There will be a presumption in favour of preserving nationally important archaeological remains and their setting. Development that would adversely affect a Scheduled Ancient Monument, a Nationally Important Site or a County Site of Archaeological Importance or their setting will not be permitted.

4.212 The Council will encourage the management and interpretation of these sites. The Council also recognises the value of integrating the management of archaeological sites in the countryside with landscape and natural history management initiatives. In Mole Valley nearly all the Scheduled Ancient Monuments and County Sites of Archaeological Importance are situated in the Green Belt. There are therefore unlikely to be circumstances where development would be acceptable to override the need to protect these archaeologically important sites. Where it is considered development involving a Scheduled Ancient Monument or County Site of Archaeological Importance could take place then the Council will expect corresponding exceptional measures to be taken to preserve them in situ. Only as a last resort will recording and, if appropriate, public display elsewhere be acceptable. The Council will consult the County Archaeologist for advice relating to development proposals affecting a Scheduled Ancient Monument or County Site of Archaeological Importance. Scheduled Monument Consent must be obtained from the Secretary of State for Culture, Media and Sport for any proposal affecting a Scheduled Ancient Monument.

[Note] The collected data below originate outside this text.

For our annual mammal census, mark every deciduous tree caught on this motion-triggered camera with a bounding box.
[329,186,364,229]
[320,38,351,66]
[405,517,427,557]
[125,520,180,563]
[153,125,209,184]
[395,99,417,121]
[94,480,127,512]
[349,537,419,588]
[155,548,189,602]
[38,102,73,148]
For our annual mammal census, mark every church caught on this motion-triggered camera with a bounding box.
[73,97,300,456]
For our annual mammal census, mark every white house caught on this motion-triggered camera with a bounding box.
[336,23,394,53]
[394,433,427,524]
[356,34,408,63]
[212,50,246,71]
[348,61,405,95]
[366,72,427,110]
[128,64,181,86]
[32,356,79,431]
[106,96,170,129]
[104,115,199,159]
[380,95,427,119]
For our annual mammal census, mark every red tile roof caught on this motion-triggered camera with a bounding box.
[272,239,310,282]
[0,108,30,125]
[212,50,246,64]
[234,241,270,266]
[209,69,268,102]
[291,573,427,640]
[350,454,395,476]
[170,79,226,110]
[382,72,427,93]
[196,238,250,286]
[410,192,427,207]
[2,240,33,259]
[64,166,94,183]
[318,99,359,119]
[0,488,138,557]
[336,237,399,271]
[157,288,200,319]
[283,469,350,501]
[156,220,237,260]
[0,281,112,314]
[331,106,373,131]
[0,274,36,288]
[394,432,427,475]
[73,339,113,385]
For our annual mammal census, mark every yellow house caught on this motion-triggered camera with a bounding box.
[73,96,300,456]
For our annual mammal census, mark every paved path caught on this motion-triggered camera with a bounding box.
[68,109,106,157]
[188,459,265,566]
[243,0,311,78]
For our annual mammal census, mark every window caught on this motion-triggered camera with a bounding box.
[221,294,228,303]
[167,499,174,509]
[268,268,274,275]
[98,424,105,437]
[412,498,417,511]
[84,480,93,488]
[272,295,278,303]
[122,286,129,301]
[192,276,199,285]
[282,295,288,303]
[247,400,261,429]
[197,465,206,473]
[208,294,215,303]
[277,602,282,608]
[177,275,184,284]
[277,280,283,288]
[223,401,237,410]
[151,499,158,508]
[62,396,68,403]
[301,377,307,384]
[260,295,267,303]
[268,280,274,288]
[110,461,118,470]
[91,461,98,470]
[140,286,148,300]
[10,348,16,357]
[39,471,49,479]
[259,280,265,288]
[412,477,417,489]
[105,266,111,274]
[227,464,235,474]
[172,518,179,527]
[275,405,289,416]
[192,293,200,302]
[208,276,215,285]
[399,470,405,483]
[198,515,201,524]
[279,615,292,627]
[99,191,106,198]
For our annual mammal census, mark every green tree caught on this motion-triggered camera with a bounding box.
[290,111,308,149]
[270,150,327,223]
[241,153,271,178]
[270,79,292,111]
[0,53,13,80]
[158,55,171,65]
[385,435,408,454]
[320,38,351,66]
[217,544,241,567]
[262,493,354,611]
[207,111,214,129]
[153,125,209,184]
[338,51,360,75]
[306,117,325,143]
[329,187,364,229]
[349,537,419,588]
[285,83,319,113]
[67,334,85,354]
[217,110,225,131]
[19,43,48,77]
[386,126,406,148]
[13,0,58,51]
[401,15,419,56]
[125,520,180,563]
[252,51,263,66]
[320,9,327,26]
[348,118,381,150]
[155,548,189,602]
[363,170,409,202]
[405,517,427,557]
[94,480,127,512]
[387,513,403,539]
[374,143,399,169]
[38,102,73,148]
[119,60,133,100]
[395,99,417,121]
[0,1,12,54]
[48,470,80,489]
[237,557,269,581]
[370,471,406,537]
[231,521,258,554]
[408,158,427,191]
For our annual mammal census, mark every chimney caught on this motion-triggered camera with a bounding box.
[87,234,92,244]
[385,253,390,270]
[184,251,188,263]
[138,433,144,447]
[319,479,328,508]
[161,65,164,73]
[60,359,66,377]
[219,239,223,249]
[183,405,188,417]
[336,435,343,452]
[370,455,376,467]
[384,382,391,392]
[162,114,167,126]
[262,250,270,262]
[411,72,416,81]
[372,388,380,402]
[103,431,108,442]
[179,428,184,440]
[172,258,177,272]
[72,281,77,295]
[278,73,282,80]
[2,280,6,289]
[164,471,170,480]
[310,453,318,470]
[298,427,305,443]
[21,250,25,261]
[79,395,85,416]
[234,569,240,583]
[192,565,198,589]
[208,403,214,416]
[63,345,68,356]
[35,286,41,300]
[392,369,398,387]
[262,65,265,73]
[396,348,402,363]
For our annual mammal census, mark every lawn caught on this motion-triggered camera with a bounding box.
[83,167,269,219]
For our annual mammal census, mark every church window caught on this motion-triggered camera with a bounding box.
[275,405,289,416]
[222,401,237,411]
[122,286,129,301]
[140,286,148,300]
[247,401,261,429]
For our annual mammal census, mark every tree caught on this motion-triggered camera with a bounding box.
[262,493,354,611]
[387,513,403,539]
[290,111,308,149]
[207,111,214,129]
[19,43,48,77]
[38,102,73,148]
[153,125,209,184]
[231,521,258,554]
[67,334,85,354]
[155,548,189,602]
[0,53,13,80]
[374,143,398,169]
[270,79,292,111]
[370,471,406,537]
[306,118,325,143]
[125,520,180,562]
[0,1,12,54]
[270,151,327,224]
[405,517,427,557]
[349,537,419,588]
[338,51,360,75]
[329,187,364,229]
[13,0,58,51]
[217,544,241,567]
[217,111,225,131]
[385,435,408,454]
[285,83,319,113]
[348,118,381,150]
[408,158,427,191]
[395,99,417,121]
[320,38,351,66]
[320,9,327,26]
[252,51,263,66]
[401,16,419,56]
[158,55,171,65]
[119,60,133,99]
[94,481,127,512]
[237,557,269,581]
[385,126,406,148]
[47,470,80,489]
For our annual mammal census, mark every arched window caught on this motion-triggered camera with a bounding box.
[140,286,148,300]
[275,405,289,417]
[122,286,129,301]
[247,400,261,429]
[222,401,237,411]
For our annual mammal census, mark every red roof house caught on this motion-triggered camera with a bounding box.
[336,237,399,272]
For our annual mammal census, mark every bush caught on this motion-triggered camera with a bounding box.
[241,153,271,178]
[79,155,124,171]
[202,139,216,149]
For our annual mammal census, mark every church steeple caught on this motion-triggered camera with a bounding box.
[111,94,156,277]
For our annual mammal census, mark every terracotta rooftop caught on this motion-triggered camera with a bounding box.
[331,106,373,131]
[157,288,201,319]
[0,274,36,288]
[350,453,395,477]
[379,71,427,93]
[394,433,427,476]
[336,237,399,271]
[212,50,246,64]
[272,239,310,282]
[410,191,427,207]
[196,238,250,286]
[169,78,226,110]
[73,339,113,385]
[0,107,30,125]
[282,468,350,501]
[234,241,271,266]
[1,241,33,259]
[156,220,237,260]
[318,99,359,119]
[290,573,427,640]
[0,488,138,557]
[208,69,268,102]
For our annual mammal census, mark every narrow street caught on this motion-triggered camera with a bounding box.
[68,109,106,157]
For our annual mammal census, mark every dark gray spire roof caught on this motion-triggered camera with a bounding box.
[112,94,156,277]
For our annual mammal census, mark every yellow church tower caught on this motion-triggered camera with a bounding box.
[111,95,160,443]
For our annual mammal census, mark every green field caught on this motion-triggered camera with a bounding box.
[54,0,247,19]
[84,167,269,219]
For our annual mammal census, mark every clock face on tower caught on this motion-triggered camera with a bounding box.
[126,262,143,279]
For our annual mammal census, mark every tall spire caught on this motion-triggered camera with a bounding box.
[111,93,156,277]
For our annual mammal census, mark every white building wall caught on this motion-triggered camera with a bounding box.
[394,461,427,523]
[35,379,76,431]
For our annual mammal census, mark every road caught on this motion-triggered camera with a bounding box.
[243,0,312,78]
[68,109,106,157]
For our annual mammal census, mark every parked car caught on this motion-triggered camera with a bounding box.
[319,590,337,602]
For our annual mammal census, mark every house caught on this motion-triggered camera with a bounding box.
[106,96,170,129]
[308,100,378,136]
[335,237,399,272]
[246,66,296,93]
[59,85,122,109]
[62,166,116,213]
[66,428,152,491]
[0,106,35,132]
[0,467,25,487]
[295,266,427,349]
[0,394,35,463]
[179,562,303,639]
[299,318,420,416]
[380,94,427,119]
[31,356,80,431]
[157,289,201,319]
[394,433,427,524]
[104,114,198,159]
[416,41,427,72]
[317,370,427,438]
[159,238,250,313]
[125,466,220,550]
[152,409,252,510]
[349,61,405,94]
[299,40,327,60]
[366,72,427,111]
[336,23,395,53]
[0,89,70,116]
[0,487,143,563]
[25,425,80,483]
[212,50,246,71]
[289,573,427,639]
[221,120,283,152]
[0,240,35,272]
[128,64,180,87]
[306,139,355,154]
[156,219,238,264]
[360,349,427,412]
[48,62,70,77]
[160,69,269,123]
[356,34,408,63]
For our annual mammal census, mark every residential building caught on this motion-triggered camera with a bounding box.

Sites or Areas of High Archaeological Potential

Where significant development proposals fall within an Area of High Archaeological Potential the developer will be required to provide an initial assessment of the archaeological value of the site preferably before, or otherwise as part of, any planning application.
If as a result of that assessment important archaeological remains are considered to exist:
  1. the developer may be required to arrange for an archaeological field survey to be carried out before the determination of the planning application and
  2. where important archaeological remains are found to exist and can justifiably be left in situ, provision will be made by planning condition or agreement to minimise or avoid damage to the remains. Alternatively, where there is good reason to believe archaeological remains exist but preservation of known remains in situ is not justified, a planning condition will normally be imposed requiring a programme of archaeological work in accordance with a scheme approved by the Council to take place before any development commences and the results and any finds should be published and made available for public display.

4.213 The Council will consult the County Archaeologist for advice on the effects of development proposals on relevant sites which will include prior evaluation and assessment.

4.214 Where a site is already largely developed and a field evaluation is impractical then reliance will be placed upon the knowledge and advice of the County Archaeologist and the initial assessment. The latter need only usually involve a desk-based evaluation of existing information.

4.215 If the Council has good reason to believe there are remains of archaeological importance, it may direct the applicant to supply further information in order for the application to be properly determined.